Na co dzień go nie zauważymy. Zazwyczaj nie zdajemy sobie nawet sprawy, że kiedy my śpimy, on pracuje na pełnych obrotach. Dzieje się tak zwłaszcza wtedy, gdy zapomnimy wyłączyć światła w korytarzu, albo celowo zostawimy je zapalone w pokoju u dziecka. Chodzi oczywiście o licznik energii elektrycznej, który najczęściej ukryty w szafce albo gdzieś w kącie skrupulatnie sumuje zużyte kilowaty w naszym mieszkaniu.
Zużycie czy nadużycie
To właśnie wskazania zużycia na naszym liczniku energii elektrycznej są podstawą do naliczenia opłaty przez dostawcę. Niestety, otrzymując wysoki rachunek zbyt późno orientujemy się, że z naszej strony było to raczej nadużycie i gdybyśmy tylko uważniej kontrolowali działanie urządzeń elektrycznych w naszym domu zużycie byłoby o wiele mniejsze i tym samym musielibyśmy zapłacić mniej.
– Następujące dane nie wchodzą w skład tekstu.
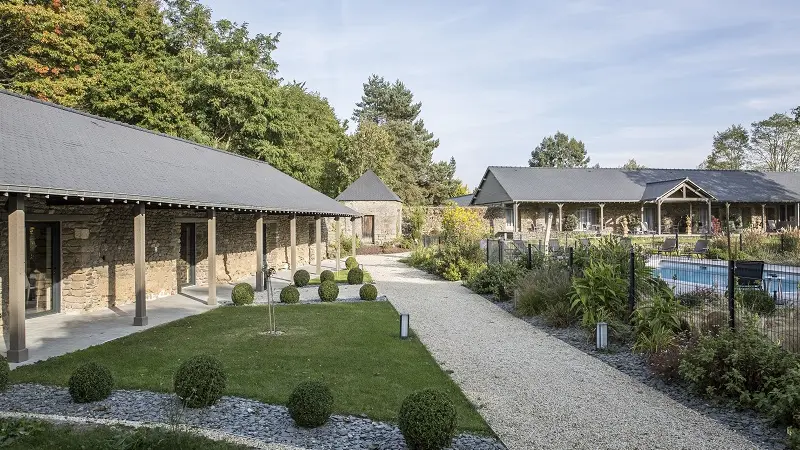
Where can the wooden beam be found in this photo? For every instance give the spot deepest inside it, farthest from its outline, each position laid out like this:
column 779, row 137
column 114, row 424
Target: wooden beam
column 17, row 350
column 139, row 274
column 211, row 217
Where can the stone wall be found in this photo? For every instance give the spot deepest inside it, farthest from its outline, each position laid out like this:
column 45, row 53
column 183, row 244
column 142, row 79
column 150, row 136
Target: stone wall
column 97, row 257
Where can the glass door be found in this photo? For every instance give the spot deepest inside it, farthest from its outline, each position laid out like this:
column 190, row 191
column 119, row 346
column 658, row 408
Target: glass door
column 188, row 257
column 42, row 268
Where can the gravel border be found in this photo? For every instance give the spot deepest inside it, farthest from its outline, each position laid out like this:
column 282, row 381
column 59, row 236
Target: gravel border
column 233, row 416
column 747, row 422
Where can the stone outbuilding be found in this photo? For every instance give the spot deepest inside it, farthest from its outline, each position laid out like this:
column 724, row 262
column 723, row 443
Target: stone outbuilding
column 381, row 210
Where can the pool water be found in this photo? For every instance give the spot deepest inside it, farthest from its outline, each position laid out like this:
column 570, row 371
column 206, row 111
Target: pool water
column 717, row 275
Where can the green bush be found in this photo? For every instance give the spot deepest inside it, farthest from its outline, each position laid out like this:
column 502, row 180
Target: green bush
column 90, row 382
column 290, row 294
column 242, row 294
column 368, row 292
column 310, row 404
column 355, row 276
column 427, row 420
column 327, row 275
column 301, row 278
column 758, row 301
column 4, row 371
column 545, row 286
column 328, row 291
column 200, row 381
column 499, row 280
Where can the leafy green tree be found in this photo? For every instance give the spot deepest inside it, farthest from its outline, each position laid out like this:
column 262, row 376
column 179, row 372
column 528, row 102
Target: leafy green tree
column 632, row 165
column 559, row 150
column 775, row 143
column 730, row 149
column 44, row 51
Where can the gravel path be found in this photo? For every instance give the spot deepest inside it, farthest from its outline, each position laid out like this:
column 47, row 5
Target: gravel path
column 534, row 390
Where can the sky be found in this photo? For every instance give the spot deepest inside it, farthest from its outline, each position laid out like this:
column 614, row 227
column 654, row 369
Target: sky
column 637, row 79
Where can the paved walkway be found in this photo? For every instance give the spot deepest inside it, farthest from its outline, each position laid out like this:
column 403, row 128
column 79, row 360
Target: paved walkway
column 533, row 389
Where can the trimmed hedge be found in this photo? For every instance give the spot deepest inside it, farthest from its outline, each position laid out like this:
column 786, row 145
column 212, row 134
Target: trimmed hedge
column 310, row 404
column 301, row 278
column 243, row 294
column 428, row 420
column 200, row 381
column 90, row 382
column 290, row 294
column 368, row 292
column 328, row 291
column 327, row 275
column 355, row 276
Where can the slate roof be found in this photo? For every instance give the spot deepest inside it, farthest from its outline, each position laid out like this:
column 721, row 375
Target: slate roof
column 368, row 187
column 49, row 149
column 533, row 184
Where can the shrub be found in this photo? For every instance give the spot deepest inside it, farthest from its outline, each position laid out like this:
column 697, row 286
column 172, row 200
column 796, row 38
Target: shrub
column 290, row 294
column 328, row 291
column 548, row 285
column 496, row 279
column 90, row 382
column 368, row 292
column 310, row 404
column 327, row 275
column 200, row 381
column 427, row 420
column 4, row 372
column 242, row 294
column 758, row 301
column 355, row 276
column 301, row 278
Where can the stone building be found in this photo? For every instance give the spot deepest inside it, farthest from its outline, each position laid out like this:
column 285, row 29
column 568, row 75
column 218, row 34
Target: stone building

Dlatego dla ratowania domowego budżetu najlepiej już dziś namierzyć licznik elektryczny i stale kontrolować jego wskazania.
Mieć fazę i pieniądze na taryfę
To jak szybko kręci się kółeczko z kilowatami na naszym liczniku energii elektrycznej zależy w dużej mierze od tego czy mamy instalację jednofazową czy trójfazową (sprawdź różnicę). Trzy fazy zaleca się w mieszkaniach, w których właściciele mają zamiar korzystać z płyt indukcyjnych albo z elektrycznych podgrzewaczy wody. Jednak ostateczna wartość naszego rachunku za prąd wynikać będzie z przyjętej taryfy. Jeśli zdecydujemy się na taryfę jednostrefową oznaczoną symbolem C11, to za prąd będziemy płacić jednakowo o każdej porze. Natomiast jeśli chcemy skorzystać z tańszego prądu poza godzinami szczytu wybierzmy C12a albo C12b dla godzin nocnych.